Once you have all your claims mapped, the next thing to do is create a new SPTrustedIdentityTokenIssuer. This is essentially the mapping that SharePoint uses to accept SAML tokens. It has the following list of required fields. If you wish to know more about all the options you can see them at http://msdn.microsoft.com/en-us/library/ff607628.aspx
Ok, time to put it all together.
$ap = New-SPTrustedIdentityTokenIssuer -Name "The name you want displayed to users"

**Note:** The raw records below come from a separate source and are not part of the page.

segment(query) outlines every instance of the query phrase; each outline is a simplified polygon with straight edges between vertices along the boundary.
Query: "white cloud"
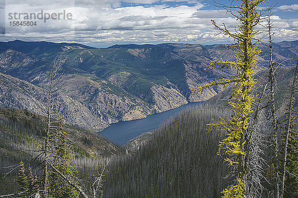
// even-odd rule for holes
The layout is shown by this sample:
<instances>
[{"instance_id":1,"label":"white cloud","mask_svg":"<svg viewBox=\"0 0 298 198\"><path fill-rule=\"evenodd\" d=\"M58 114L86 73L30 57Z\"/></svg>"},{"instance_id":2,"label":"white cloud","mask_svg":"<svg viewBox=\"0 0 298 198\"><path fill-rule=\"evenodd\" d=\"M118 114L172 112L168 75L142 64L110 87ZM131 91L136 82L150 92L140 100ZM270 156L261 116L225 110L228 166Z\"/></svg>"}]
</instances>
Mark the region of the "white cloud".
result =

-Description "Description for the Identity provider” -Realm “URL for your SharePoint
Web Application -ImportTrustCertificate $cert -ClaimsMappings $Claim1, $Claim2 etc
-SignInUrl "Your sign-in URL"-IdentifierClaim $Claim1.InputClaimType
Example:
$ap = New-SPTrustedIdentityTokenIssuer -Name "My SSO" -Description "My ADFSv2 Federated
Identity" -Realm “http://SomeURL.com” -ImportTrustCertificate $cert –ClaimsMappings
$Claim1, Claim2 –SignInUrl “https://SomeURL.com/adfs/ls” signinurl –IdentifierClaim
$Claim1.InputClaimType
Now that you have established a trust identifier, the last thing you need to do is enable claims authentication in your web application. To do this, go to the Central Administration site for your SharePoint Farm and take the following steps:
You can now add site collections to your web application with users that are authenticated based on claims. This also implies that your site collection administrators must use claims authentication.

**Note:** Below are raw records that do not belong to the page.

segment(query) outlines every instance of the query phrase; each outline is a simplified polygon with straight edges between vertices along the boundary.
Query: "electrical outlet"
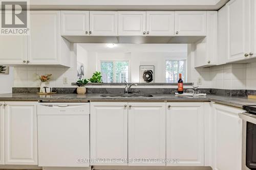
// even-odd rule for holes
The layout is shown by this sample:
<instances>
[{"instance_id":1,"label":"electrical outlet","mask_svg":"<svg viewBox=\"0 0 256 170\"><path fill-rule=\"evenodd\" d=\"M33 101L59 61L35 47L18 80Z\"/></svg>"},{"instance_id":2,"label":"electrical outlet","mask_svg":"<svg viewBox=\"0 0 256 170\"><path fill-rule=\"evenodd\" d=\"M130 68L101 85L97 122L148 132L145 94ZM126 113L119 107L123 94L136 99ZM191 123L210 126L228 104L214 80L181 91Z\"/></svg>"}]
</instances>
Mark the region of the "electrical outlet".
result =
<instances>
[{"instance_id":1,"label":"electrical outlet","mask_svg":"<svg viewBox=\"0 0 256 170\"><path fill-rule=\"evenodd\" d=\"M67 77L64 77L63 78L63 84L68 84L68 78Z\"/></svg>"},{"instance_id":2,"label":"electrical outlet","mask_svg":"<svg viewBox=\"0 0 256 170\"><path fill-rule=\"evenodd\" d=\"M199 77L197 79L197 84L202 85L202 78L201 77Z\"/></svg>"}]
</instances>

Congratulations! You have created a claims aware web application in SharePoint 2010!
The last step in any project such as this is to test it. All you need to do is open a web browser and browse to your web application. You should see the sign-in page you are using (or a generic one if you are using Active Directory) prompting you for credentials. Once you enter a valid credential set, you should be redirected to the home page of your root site collection.
You now have the tools you need to implement claims authentication in SharePoint. While specific implementations can vary widely, the fundamentals presented in this chapter remain the same. The first thing you need to do is determine if claims authentication is the right solution for your particular project. Once the decision is made, the next thing you need to do is establish a trust with an identity provider (by exchanging certificates). The typical implementation for this is to use Active Directory Federation Services; however, anything that can provide a valid SAML token could be utilized. Once the trust is established, you just need to make a few configuration changes to SharePoint and you're on your way.

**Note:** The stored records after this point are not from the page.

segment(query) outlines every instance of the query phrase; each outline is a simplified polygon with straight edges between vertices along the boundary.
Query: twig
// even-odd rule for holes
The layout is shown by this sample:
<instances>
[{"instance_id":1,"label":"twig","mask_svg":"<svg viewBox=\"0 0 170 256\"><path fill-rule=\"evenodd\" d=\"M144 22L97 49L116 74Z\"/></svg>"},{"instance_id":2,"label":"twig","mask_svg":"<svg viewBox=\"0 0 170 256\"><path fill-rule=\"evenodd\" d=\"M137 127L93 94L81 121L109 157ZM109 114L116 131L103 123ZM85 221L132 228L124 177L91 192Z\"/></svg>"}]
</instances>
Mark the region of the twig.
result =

Claims authentication provides a whole new paradiam for how identity management can be utilized within SharePoint (or any other claims-aware application). Consider the scenario where your application natively supports role-based access control based on a department claim type, so as users change departments, their access changes automagically. Such capabilities are why claims have received rapid industry adoption. The skills you learn in this chapter will carry you a long way into the future. Good luck!